Quelques avancées, mais encore des violences

L’association ILGA-Europe attribue un score de 35 % à la Serbie sur les droits LGBTQ+, la classant 27e sur 49 pays européens. La non-reconnaissance des familles queer et l’absence d’interdiction des opérations sur les mineurs intersexes lui coûtent de nombreux points. En matière de lutte contre les discriminations, il y a la sensation « d’avancer d’un pas et de reculer de deux », expose Tatjana Prijić, commissaire adjointe à la protection de l’égalité, présente à la Pride Week de Novi Sad.

L’institution qu’elle représente conseille le gouvernement mais reste indépendante. « Nous n’avons pas de rôle exécutif : on peut seulement proposer des mesures aux institutions publiques », précise-t-elle. Le comité note des avancées ces dernières années mais regrette que les discours de haine soient toujours très présents dans les médias et les propos de certaines personnes publiques.

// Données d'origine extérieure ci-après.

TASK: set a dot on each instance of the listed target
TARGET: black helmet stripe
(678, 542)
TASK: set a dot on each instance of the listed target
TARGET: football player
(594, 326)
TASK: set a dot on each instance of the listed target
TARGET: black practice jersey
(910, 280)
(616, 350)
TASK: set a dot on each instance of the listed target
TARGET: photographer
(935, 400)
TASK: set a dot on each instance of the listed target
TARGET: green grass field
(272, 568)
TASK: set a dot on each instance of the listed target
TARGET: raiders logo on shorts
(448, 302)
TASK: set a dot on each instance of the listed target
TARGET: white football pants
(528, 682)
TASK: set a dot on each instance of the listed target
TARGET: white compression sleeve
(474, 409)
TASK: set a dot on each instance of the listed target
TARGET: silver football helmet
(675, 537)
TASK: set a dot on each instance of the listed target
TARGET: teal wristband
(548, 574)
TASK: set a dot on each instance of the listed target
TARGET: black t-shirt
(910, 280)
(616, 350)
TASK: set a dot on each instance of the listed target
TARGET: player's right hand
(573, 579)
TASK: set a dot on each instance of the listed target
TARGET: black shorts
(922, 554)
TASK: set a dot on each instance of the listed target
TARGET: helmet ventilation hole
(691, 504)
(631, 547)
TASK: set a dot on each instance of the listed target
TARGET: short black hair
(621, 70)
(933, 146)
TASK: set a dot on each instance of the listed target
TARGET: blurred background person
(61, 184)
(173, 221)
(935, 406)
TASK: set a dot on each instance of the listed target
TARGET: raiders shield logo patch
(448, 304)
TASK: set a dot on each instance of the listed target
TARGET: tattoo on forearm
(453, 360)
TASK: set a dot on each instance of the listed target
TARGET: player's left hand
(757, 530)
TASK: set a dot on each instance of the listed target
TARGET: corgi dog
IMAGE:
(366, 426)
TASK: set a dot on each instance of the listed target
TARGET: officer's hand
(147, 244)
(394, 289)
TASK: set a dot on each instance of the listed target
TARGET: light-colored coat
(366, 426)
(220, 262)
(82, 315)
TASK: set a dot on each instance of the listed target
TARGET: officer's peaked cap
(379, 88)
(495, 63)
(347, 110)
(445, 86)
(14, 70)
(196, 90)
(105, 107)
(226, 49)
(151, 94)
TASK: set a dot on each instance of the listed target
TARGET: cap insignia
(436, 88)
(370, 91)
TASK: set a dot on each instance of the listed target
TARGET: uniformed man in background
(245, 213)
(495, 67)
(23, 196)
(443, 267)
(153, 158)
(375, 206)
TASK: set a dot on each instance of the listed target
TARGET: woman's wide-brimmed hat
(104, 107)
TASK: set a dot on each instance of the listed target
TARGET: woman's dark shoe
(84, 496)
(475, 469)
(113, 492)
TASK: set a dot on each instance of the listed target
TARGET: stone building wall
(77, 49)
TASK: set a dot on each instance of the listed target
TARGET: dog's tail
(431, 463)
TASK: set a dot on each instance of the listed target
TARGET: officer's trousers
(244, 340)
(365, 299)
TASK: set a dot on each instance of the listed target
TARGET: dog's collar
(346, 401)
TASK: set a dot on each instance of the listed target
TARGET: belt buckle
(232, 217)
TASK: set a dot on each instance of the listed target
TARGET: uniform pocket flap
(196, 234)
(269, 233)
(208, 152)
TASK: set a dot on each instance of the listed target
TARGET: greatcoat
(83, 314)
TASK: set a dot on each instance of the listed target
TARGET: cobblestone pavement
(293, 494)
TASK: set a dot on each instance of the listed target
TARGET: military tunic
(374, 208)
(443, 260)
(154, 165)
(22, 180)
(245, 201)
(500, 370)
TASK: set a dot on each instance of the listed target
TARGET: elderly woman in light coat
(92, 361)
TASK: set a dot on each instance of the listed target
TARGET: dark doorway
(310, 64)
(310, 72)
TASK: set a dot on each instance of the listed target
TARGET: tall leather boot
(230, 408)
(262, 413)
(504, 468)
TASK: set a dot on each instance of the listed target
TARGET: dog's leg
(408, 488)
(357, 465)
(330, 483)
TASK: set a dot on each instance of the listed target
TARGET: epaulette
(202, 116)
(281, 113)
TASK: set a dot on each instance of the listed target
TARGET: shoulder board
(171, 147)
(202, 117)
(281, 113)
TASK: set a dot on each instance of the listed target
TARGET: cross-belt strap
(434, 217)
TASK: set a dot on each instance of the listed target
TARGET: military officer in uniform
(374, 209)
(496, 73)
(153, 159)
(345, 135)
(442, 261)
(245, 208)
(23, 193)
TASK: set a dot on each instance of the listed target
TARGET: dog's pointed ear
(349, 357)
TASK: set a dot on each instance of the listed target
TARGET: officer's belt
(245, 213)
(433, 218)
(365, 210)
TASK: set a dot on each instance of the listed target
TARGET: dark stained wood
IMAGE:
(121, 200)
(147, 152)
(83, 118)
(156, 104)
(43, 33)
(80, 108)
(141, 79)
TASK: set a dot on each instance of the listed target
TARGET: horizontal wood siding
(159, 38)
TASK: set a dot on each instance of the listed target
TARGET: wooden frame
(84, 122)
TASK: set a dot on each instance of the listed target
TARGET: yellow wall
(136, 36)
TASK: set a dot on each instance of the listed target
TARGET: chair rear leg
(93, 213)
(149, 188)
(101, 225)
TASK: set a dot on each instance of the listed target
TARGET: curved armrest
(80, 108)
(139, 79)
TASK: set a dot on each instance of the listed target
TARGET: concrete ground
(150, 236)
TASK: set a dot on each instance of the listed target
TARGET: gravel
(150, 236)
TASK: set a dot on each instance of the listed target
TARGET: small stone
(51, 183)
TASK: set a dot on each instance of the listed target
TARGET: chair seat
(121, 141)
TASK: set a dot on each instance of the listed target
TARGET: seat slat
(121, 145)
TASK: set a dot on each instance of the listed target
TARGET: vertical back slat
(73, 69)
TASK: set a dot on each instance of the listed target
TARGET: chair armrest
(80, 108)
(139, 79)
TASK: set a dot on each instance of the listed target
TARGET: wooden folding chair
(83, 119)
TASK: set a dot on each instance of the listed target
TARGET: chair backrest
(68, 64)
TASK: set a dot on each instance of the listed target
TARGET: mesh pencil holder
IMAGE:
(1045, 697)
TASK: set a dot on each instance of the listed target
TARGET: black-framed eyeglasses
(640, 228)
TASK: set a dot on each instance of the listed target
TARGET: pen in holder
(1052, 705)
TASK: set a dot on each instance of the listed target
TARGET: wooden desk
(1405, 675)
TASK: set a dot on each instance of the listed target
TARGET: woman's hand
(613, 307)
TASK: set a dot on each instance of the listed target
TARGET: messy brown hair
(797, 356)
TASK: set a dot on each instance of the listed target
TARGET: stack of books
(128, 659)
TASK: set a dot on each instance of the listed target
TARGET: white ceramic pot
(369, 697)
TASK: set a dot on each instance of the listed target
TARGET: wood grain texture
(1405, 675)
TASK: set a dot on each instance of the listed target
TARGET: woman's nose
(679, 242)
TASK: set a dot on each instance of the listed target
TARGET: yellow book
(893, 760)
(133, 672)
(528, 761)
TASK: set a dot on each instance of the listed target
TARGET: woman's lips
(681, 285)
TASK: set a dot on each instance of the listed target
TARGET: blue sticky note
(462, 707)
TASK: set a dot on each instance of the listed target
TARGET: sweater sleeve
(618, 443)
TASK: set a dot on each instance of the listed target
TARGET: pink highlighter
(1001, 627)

Dans ce contexte, les personnes LGBTQ+ se sont massivement engagées dans les protestations contre le gouvernement. « Le fait d’exister, d’être ouvertement queer, est déjà un acte politique. C’est pour ça que la communauté est souvent plus politiquement active que le reste de la société », explique Iskra, étudiante transgenre de 23 ans, investie dans de nombreux groupes de travail du mouvement depuis ses débuts. Selon l’étudiante en travail social à Belgrade, l’occupation des universités a permis « une meilleure acceptation des personnes queer ».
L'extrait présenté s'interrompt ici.